A deep sigh. He touched brown fingers to the white tape. His face reflected pain. “Lou was shady. Took me a long time to figure that out. He ran on two tracks. There were the businesses everybody knew about, and then there were the businesses almost nobody knew about. He used a lot of different corporate names, so it was hard to trace any of it back to him. I put up with it. As far as I knew, nobody was being hurt. It was just—shady. Even when Roy Davenport got involved. Davenport was a mean son of a bitch, but I never knew about him actually hurting people. He did, of course. Maybe I forced myself not to realize that—you know, so I wouldn’t turn against Bennett. But I happened to be around, the night that Raines and Davenport forced Bennett to write the letter admitting that he’d paid them to set the fire. They wanted it as insurance. They were afraid that Bennett had enoug
h clout to set them up and turn them in. Later on, they started blackmailing him with it. That was when I couldn’t handle it any more.”
“You were friends with Karen.”
“I was half-assed in love with her. Just like most men were.”
“So what did you do?”
“I knew Davenport had the letter. I had to figure out where he kept it, and then I had to figure out how to get it. He’d just fired this secretary he’d been dallying with, and she was real, real pissed. I offered her five hundred dollars for the combination to his safe. I got the letter with no problem.”
“What happened to it?”
“I put it in my safe deposit box in the bank. I’ll turn it over to the law as soon as I leave here.” His face was grim. “I didn’t figure on anybody getting killed. That came out of nowhere.”
“Maybe I should stop back.”
The voice came from behind me.
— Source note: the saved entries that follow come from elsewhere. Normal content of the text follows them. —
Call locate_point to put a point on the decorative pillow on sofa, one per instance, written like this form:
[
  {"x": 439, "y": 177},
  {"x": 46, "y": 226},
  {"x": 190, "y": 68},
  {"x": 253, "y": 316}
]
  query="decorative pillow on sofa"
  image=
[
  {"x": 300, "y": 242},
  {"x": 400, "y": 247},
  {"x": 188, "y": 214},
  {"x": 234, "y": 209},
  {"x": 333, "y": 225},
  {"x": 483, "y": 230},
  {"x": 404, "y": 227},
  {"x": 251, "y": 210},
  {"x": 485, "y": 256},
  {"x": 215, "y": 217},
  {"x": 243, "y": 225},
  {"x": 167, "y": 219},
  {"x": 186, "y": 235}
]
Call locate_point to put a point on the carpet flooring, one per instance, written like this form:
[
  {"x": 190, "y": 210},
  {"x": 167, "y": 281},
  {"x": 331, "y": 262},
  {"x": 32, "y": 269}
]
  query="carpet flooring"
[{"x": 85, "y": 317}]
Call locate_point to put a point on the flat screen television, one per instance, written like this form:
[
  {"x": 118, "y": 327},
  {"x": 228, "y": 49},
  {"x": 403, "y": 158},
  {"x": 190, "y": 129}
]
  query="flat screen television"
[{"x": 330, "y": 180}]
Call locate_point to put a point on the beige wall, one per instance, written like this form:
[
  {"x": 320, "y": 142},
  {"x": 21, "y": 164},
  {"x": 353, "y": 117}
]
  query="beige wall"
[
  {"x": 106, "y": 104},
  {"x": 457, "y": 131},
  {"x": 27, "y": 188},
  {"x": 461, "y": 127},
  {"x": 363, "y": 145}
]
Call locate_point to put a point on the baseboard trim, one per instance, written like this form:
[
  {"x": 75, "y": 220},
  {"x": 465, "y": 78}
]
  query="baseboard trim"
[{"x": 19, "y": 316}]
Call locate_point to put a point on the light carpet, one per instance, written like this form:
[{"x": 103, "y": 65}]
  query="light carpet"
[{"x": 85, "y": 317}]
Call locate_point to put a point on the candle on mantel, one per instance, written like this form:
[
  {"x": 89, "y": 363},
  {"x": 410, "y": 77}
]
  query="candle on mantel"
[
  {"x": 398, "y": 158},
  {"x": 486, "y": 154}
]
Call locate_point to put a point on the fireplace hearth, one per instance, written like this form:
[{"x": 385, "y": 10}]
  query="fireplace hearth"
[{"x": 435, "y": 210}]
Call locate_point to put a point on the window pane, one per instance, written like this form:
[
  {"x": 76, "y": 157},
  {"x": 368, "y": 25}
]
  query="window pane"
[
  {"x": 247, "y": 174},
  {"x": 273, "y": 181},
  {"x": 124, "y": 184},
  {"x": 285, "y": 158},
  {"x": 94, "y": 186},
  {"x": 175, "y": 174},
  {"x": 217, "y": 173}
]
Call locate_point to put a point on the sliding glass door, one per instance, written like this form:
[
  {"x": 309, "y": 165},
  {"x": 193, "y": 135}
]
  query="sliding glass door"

When I turned, I saw Mike Parnell in his wheelchair sitting outside the door.
“Hey, Mike, c’mon in.” Hughes waved him in. Then to me, “Mike and me play shuffleboard over at Henry’s Tap all the time. He’s been up here every day visiting me.”
Mike rolled in, right up to the bed. His new white T-shirt bore a vivid image of the American flag and beneath it, the slogan “The Blood of Heroes.”
“You like hanging out with Commies, do you, William?”
“Oh, now, c’mon, Mike. You know what I told you. There’s some people who just don’t understand why we need to be over there. That doesn’t make them bad people, that just makes them full of shit.” I got the grin when he finished talking.
“Well, if there’s one thing McCain is, it’s full of shit. Always has been.”
“So you two know each other?”
“Old friends,” I said.
“Used to be old friends, you mean.”
I guess it was the sudden tension. Or maybe it was just because I’d been standing for so long. The legs started to tremble and the head started to spin a little.